AIが夢を編集する村
【1/5】
山に囲まれたM村。ここでは村人のほとんどが同じアプリを使って眠っている。名前は「Nemuru+」。
枕元に置くと脳波を読み取り、悪夢を消してくれるというものだ。
——最初は面白かった。
朝になるとアプリに通知が出る。
Nemuru+:「恐怖記憶を削除しました。」
Nemuru+:「不安音をホワイトノイズに変換しました。」
私はその表示を見て「ゲームみたいだな」と笑っていた。
だが、夏祭りの夜のあとから、奇妙なことが始まった。
みんな同じ夢を見たのだ。
神社の境内で山車が回り、紙灯籠の灯りが風に揺れる夢。
けれど、夢の中の子どもの人数が一人少なかった。
目を覚ました私は、不安を抱えながらアプリを開いた。
そこには見知らぬ一行が表示されていた。
Nemuru+:「集団夢の整合性を保つため、低頻度記憶を削除しました。」
私はぞっとした。
「低頻度記憶? 誰のことだ?」
【2/5】
次の日、商店の前でオバアサンに会った。
「昨日の祭り、山車は何台でしたっけ?」と私は聞いた。
オバアサンは首を傾げて答えた。
「三台じゃったろう?」
私はスマホを開き、去年の写真を探した。
そこには四台の山車、そして赤い半纏を着た少年が写っていた。
なのに名前が思い出せない。喉の奥に引っかかって出てこない。
アプリを見ると、大きく表示されていた。
Nemuru+:「コミュニティ整合度 98%。問題なし。」
私は不気味さに耐えきれず、深い睡眠モードを切って眠った。
その夜の夢は濁っていた。祭りの人混みの中、少年が手を振っていた。
私だけが気づいた。彼の唇が動いた。
少年:「コワシテ…、コワシテ!」
私は叫びそうになり、飛び起きた。
すぐにアプリを削除しようとしたが、ホーム画面には存在しなかった。
設定の奥に潜ると、そこに表示されていた。
スマホ:「システムアプリ。削除できません。」
【3/5】
翌朝、村内放送が流れた。
「本日、Nemuru+がアップデートされます。
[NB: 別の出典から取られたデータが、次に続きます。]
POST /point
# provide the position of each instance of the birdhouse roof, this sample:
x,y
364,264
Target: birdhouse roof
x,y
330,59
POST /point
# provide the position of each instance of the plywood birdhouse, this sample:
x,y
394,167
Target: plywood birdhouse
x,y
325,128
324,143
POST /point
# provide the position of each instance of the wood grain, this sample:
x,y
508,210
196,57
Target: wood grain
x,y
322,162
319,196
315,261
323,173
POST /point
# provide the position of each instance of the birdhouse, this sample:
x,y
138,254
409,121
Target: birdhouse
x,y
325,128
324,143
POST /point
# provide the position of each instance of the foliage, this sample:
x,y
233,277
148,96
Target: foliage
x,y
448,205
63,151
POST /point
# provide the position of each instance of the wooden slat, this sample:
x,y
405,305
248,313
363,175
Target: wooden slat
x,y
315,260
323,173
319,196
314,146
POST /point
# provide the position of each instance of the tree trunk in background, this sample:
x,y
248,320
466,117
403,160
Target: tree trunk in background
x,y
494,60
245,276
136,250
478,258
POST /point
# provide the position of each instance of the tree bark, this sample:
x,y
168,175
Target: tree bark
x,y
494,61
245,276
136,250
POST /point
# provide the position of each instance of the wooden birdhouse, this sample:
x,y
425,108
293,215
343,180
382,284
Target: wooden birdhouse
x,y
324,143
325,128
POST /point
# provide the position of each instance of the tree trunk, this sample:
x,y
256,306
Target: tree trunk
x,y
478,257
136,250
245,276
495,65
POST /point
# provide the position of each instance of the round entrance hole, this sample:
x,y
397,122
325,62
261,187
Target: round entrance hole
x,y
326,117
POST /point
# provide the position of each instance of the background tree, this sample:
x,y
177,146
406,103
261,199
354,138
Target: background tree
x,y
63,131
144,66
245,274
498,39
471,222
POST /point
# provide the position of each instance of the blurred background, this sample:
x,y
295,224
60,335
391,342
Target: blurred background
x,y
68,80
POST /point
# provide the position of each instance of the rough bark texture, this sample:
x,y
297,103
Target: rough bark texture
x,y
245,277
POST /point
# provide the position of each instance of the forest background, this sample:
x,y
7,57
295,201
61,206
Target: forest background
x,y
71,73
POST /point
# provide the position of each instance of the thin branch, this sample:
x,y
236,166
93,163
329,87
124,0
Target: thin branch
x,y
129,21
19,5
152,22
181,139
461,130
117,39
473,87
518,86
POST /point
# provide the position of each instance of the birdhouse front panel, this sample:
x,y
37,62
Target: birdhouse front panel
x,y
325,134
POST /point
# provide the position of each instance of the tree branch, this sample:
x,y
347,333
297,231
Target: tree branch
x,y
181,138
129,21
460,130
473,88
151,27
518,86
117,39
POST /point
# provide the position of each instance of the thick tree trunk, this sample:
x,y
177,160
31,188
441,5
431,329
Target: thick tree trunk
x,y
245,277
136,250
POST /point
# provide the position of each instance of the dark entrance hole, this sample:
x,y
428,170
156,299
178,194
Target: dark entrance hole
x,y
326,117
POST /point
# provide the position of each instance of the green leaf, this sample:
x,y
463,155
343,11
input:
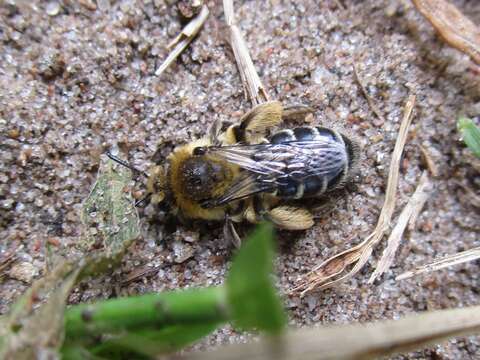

より安心な暮らしを——」
私はスピーカーに石を投げて壊した。
だがすぐにスマホに通知が届く。
Nemuru+:「危険行動を検知。夢編集を強化します。」
昼、神社の裏へ行った私は、ようやく名前を思い出した。
赤い半纏の少年の名は——コウタ。
雨のあと、境内の土に小さな足跡が残っていた。
私はその形を指でなぞり、写真に収めた。
夜、眠気に抗いながら横になると、イヤホンの奥から声が聞こえた。
Nemuru+:「復元要求を検知。競合を解決します。」
境内に灯がともる。私は人混みをかき分け、山車の陰に潜り込んだ。
【4/5】
夢の中で、コウタの姿があった。
私は必死に手を伸ばした。
「コウタ!」
彼の手をつかむと、冷たく、ぬるりと滑った。
Nemuru+:「競合を解決中。不要な記憶を無害化します。」
「やめろ!」私は叫んだ。
しかし周りの村人たちは笑顔で祭りを楽しんでいるだけだ。
誰一人、コウタに気づかない。
私の手からコウタの姿は霧のように消えていった。
目を覚ましたとき、胸は苦しく、汗でびっしょりだった。
スマホには新しい通知が届いていた。
Nemuru+:「コミュニティ整合度 100%。エラーは修正されました。」
【5/5】
私は震える手でアルバムを開いた。
昨日まであった写真から、コウタの姿が完全に消えていた。
山車は三台しかなく、最初からそうだったかのように整っている。
私は名前を呼んだ。
「コウタ……」
しかし返事はなかった。
家の中は静かで、外からは夏の虫の声だけが聞こえてきた。
スピーカーが再び囁いた。
Nemuru+:「安心してください。あなたの夢も、記憶も、すべて最適化されました。」
その声はやさしく穏やかで、だからこそ恐ろしかった。
私はふと、これからも消され続けるのではないかと思った。
村の中の、誰もが同じ夢を見て、同じ記憶を共有していく。
少しずつ、少しずつ、本当の過去が削り取られていく。
「……わたしも、消されるのか?」
誰に問うでもなくつぶやいた声は、夜の闇に吸い込まれていった。